It obviously tries to find your X-binaries. In the old days they were placed in /usr/X11 or /usr/X11R6

Now is not that the case. I got rid of the errors. So far (crossing fingers) it's been OK

[edit] LOL - Now this was an old thread (slash) error.  :Smile:  I don't know what dinosaurian complication I have stumbled up on BUT, for each login I make, that ## FATAL ERROR unknown XProjectRoot

shows up. I made the change in the xproject init-script and it went away. Anywhoo...It obviously (again) has to do with the xcb-library ?

----------

## TequilaTR

I have the same messages. - Also a very old always updated gentoo install.

Hm.. could it be, that this script somehow got forgotten?

Ich checked if it belongs to anyone:

equery belongs /etc/init.d/xprint

[ Searching for file(s) /etc/init.d/xprint in *... ]

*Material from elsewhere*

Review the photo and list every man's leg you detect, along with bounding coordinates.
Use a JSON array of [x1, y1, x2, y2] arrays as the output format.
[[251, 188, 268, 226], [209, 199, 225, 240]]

gives nothing, checking with some other script:

equery belongs /etc/init.d/alsasound 

[ Searching for file(s) /etc/init.d/alsasound in *... ]

media-sound/alsa-utils-1.0.20-r5 (/etc/init.d/alsasound)

I do not have this script on my laptop, which also seems to 

work fine,

so i moved the script out of the init.d directory, let's see if anyone misses it... :D 

Cheers

----------

## Dammital

 *TequilaTR wrote:*   

> I have the same messages. - Also a very old always updated gentoo install.

 

Um, me too, with an /etc/init.d/xprint dating back to 2004.

----------

## SamuliSuominen

xprint has been removed from Portage about half an year ago entirely, it was part of X.org.

the files in /etc are not autocleaned...

----------

## TequilaTR

 *ssuominen wrote:*   

> xprint has been removed from Portage about half an year ago entirely, it was part of X.org.
> 
> the files in /etc are not autocleaned...

 

Hm, ok. That explains it.

However: The init.d scripts usually get updated by etc-update. Why didn't it also prompt to remove the xprint script?

----------

## tgnb

also had this problem and the /etc/init.d/xprint file from 2004

removing it solved my issue

----------

## spacejock

Same problem here - 2004 dated xprint script in /etc/init.d

Happy to see it's okay to delete. Zapping now... and it all seems to work.

Thanks Google and Gentoo Forums.

----------